Vous êtes originaires des Landes, l’une des raisons pour lesquelles vous avez accepté de venir à l’Ocean Fest ?
Joe Duplantier : Du tout, on a accepté parce que ça nous paraissait très important. On a collaboré avec Sea Shepherd il y a quelques années pour les inviter à nous suivre sur des festivals et nos tournées aux États-Unis et en Europe. C’est une ONG tournée vers l’action, ça nous correspond bien, on a cette énergie-là un peu rebelle, on a envie de casser des choses en place pour reconstruire.
Votre nom de groupe, Gojira, est inspiré du film japonais Godzilla qui met en scène ce monstre créé à partir d’essais nucléaires dans le Pacifique. Est-ce qu’il y avait dès le départ cette envie de se positionner dans une forme de militantisme ?
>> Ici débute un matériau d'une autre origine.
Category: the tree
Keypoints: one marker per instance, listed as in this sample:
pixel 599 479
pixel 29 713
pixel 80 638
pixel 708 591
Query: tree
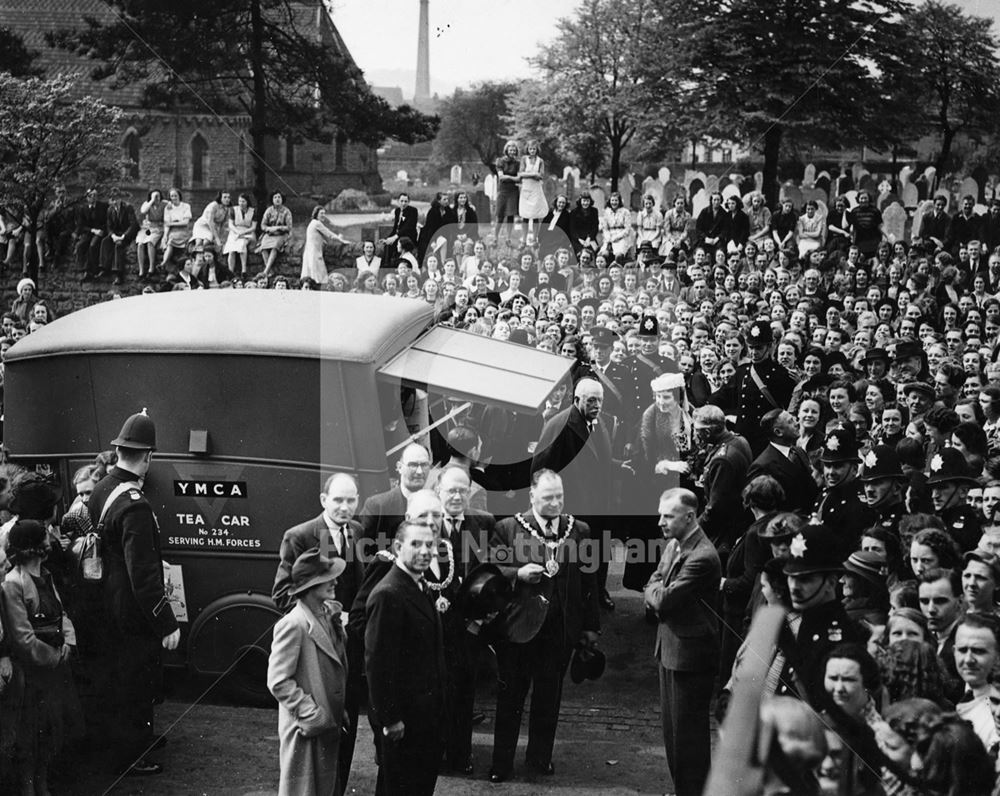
pixel 258 57
pixel 15 57
pixel 47 138
pixel 951 79
pixel 473 124
pixel 533 115
pixel 595 79
pixel 760 70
On était des gros fans du groupe Sepultura qui parlent de Godzilla dans une de leurs chansons, donc j’ai associé Godzilla au métal dans ma tête. C’était le tout début, on ne se prenait pas trop la tête sur le sens profond de notre nom, mais on aimait le côté écrasant de Godzilla qui vient tout balayer sur son passage. C’est progressivement devenu Gojira pour des questions de droit. Personnellement, j’ai toujours vu Godzilla comme le symbole d’un retour de bâton de la nature après tous les abus des humains. C’est un peu le karma.
On ne peut pas faire les choses impunément, on ne peut pas manger tous les poissons et espérer que les cycles naturels de l’océan se poursuivent. Par exemple, les thons sont en train de disparaître et certaines firmes essaient d’en conserver dans des frigos pour les vendre à prix d’or dans 50 ans. C’est d’un cynisme incroyable.
Cette sensibilité écologique prend vraiment de la place dans vos textes à partir du troisième album, From Mars to Sirius, mais il y avait avant des inspirations hindouistes et des premières traces dans votre enfance. Comment est né cet engagement ?
Il y a une dimension très spirituelle de quête dans notre musique qui a toujours été présente. C’est-à-dire se poser des questions existentielles que l’on a tous·tes : qu’est-ce qu’on fout ici ? Est-ce qu’il y a du bien et du mal ? Est-ce que tout ça est une illusion ? C’est ce qui émerge spontanément quand j’écris des paroles.
Mais effectivement, il y a aussi un aspect écologique. Le sujet me touche depuis que je suis gamin. J’allais régulièrement faire du canoë sur le lac à côté de chez moi pour ramasser des sacs plastique qui flottaient. J’étais toujours très choqué par les déchets sur la plage. Et quand on allait les ramasser avec des potes, les passant·es pensaient qu’on avait été condamné·es à des travaux d’intérêt général.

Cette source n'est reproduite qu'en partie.